Single by Karen Carpenter
- B-side: "Looking for Love"
- Released: 1966
- Recorded: 1966
- Genre: Soft rock
- Length: 2:25 (A) 1:52 (B)
- Label: Magic Lamp
- Songwriter: Richard Carpenter
- Producer: Joe Osborn

Karen Carpenter singles chronology
|  | "I'll Be Yours" (1966) | "Ticket to Ride" (1969) |

= Looking for Love (Karen Carpenter song) =

"I'll Be Yours" b/w "Looking for Love" is a single released under Karen Carpenter's name by the early incarnations of the Carpenters.

==Background==
The songs on the single were written by Karen's brother, Richard Carpenter and were recorded in 1966, when Karen was 16.

==Release==
The single was released by a small label Magic Lamp under "Karen Carpenter" name despite the involvement of Richard Carpenter.

Only 500 copies of the 45 rpm single were pressed.

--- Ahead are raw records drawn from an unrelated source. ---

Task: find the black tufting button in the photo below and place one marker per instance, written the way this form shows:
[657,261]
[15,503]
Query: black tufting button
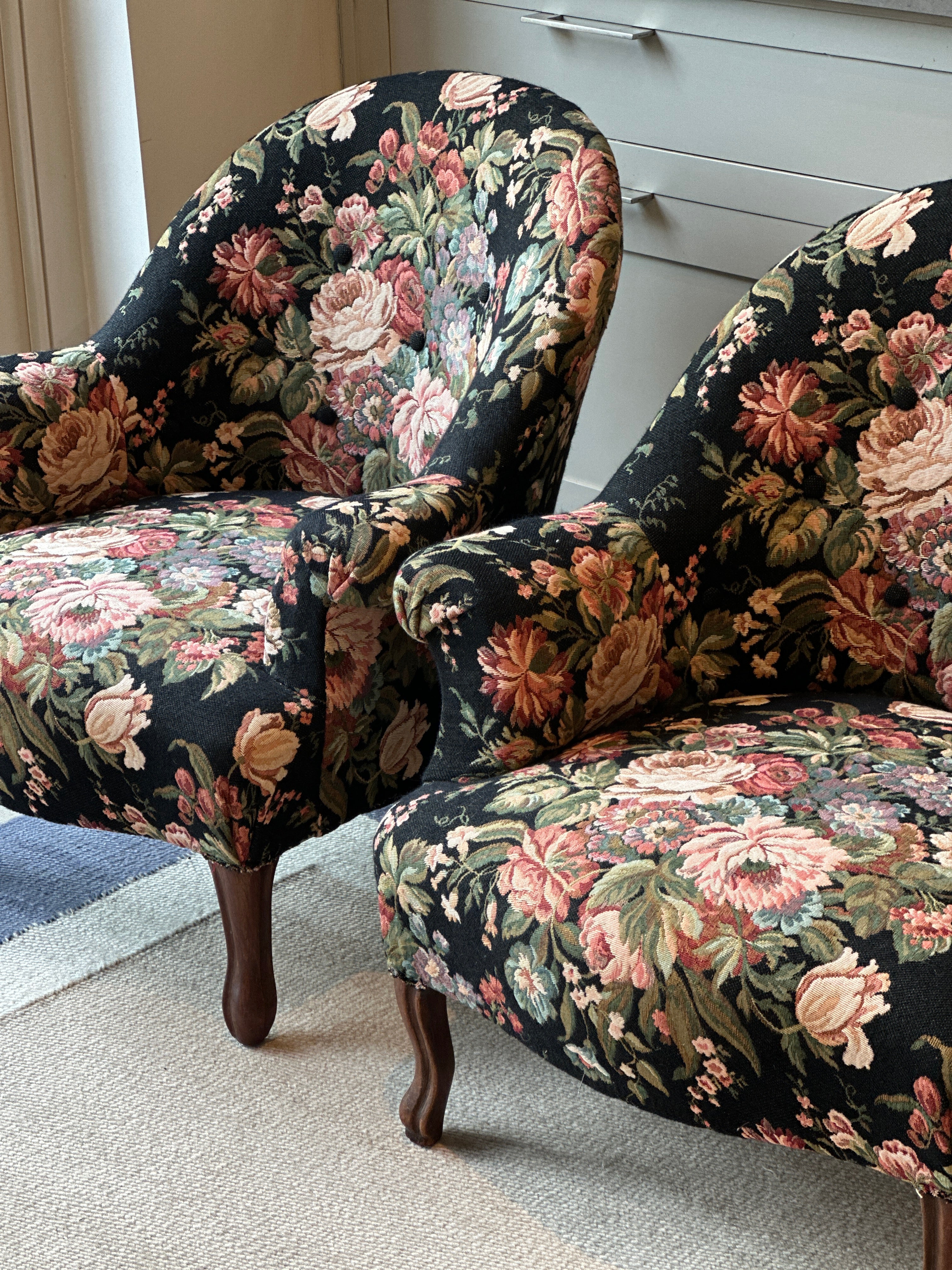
[904,397]
[714,598]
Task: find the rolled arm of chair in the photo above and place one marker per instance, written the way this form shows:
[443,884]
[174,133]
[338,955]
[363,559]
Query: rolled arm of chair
[346,553]
[544,632]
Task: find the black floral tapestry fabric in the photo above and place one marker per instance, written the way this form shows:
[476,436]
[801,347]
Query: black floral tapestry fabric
[370,329]
[687,826]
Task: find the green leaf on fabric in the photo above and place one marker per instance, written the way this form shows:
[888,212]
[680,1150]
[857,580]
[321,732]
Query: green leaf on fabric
[851,543]
[621,883]
[252,157]
[514,924]
[257,380]
[776,285]
[296,390]
[796,534]
[292,335]
[683,1021]
[941,636]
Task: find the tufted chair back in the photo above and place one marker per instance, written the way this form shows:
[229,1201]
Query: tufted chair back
[408,277]
[810,441]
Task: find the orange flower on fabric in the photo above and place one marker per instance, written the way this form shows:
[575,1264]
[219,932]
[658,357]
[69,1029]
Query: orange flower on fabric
[248,273]
[786,416]
[264,750]
[524,673]
[870,630]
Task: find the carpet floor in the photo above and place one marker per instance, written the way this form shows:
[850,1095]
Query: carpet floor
[138,1133]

The single did not chart commercially, and it led the label Magic Lamp to defunct.

The single was later included on the 1991 Carpenters box set From the Top. According to the liner notes for the album From the Top, the master tapes for these recordings were lost in a fire at Joe Osborn's house in 1974. All CD reissues have been made from a 45 rpm copy owned by Richard Carpenter.